Wordnik word of the day: palaver

Today’s word of the day is palaver, meaning “idle chatter” or “talk intended to charm or beguile.” It’s also a verb. It comes from the Portuguese palavra (though perhaps its Spanish cognate is more familiar to modern Angolophones: palabra), meaning “talk, speech, word.” The word seems to have been picked up by English sailors and travelers on the west coast of Africa, where Portuguese was the chief language spoken with Europeans.

Wordnik word of the day: indicia

Today’s word of the day is indicia, a plural noun meaning “identifying marks” or “indications.” It’s a favorite of legal minds: “If the defendant is dishonorable, it can take advantage of this window by doing everything possible to cover its tracks; documents will be shredded, electronic evidence will be scrubbed, and any other indicia of wrongdoing will disappear.” It’s from the Latin plural of indicium, a notice, information, discovery, sign, mark, token.

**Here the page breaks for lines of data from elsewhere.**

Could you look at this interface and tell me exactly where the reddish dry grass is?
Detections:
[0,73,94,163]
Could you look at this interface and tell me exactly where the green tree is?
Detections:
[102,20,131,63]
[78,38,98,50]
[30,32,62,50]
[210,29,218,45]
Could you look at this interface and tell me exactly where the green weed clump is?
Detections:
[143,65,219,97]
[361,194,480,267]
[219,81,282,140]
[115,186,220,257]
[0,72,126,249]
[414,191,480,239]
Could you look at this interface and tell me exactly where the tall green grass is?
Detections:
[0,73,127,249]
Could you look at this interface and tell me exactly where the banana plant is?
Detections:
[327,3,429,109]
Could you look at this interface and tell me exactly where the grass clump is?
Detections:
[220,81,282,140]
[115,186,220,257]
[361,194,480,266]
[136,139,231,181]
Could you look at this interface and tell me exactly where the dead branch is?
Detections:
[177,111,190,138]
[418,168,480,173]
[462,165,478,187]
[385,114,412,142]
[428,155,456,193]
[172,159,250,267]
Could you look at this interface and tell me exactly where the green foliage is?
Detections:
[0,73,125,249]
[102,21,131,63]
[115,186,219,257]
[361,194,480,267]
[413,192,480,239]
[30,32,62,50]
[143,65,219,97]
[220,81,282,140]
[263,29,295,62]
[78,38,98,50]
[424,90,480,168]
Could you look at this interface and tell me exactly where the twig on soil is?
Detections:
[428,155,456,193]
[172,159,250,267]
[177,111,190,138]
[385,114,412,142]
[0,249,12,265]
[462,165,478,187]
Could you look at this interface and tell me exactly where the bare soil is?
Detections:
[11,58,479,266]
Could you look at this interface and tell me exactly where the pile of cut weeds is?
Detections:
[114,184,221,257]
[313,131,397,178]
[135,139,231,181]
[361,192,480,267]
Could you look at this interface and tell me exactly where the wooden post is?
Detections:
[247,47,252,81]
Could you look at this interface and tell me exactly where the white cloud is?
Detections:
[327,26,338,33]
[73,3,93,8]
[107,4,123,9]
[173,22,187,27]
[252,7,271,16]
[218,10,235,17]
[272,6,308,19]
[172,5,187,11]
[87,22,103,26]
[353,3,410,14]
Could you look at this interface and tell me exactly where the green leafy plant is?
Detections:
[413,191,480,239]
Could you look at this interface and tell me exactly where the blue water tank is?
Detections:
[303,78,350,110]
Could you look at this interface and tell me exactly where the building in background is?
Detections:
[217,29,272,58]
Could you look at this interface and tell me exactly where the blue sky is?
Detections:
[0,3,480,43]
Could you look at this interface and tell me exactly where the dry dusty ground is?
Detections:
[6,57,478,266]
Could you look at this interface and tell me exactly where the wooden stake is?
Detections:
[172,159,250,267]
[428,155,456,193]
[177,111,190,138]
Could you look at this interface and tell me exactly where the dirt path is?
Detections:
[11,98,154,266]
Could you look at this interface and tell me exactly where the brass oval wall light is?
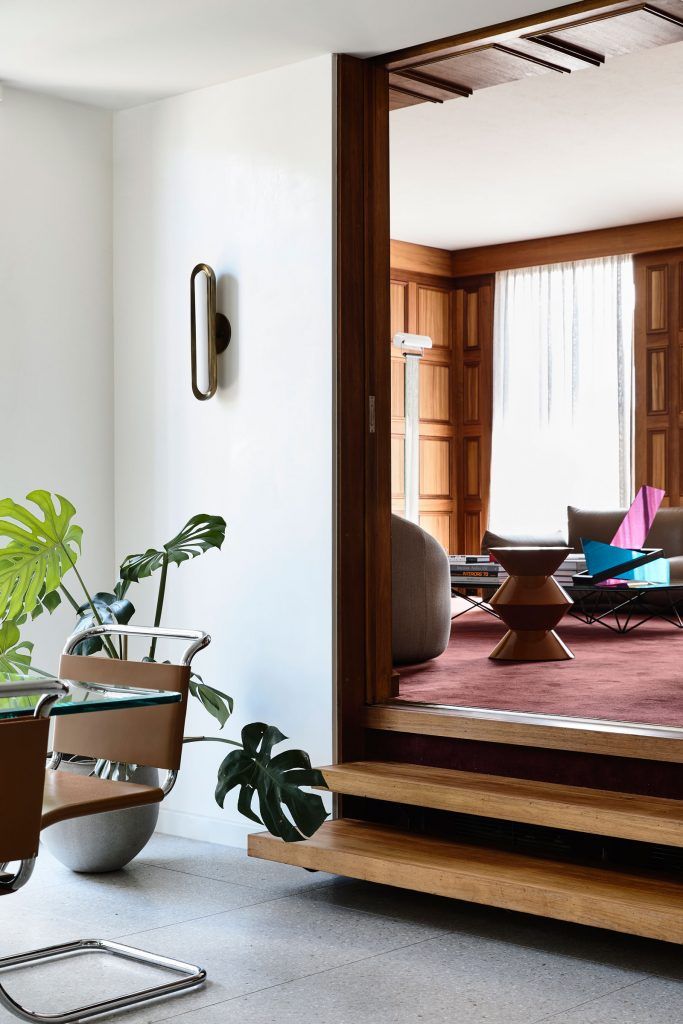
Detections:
[189,263,231,401]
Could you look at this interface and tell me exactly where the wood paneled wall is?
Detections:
[635,249,683,505]
[390,269,458,551]
[390,242,494,553]
[454,274,495,553]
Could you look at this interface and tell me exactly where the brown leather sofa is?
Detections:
[481,505,683,584]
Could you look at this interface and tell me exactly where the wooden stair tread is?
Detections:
[249,818,683,943]
[322,761,683,847]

Wordnik word of the day: daylight

An uncommon meaning of daylight makes it today’s word of the day. Daylight is a way of saying “the space between two things,” such as in automobile racing. It’s also the space left in a wine glass between the liquor and the brim. There was a time, when people drank bumpers—a bumper being a cup or glass brimming with alcohol (and related, of course, to bumper crop)— that the toastmaster would call out, “Are the glasses full? —no daylights—no heeltaps—tops and bottoms—not so much as would blind a midge’s eye is to be left.” In other words, he wanted to make sure the glasses were topped off and that every drop was downed to show that the attendees wholeheartedly endorsed the toasts.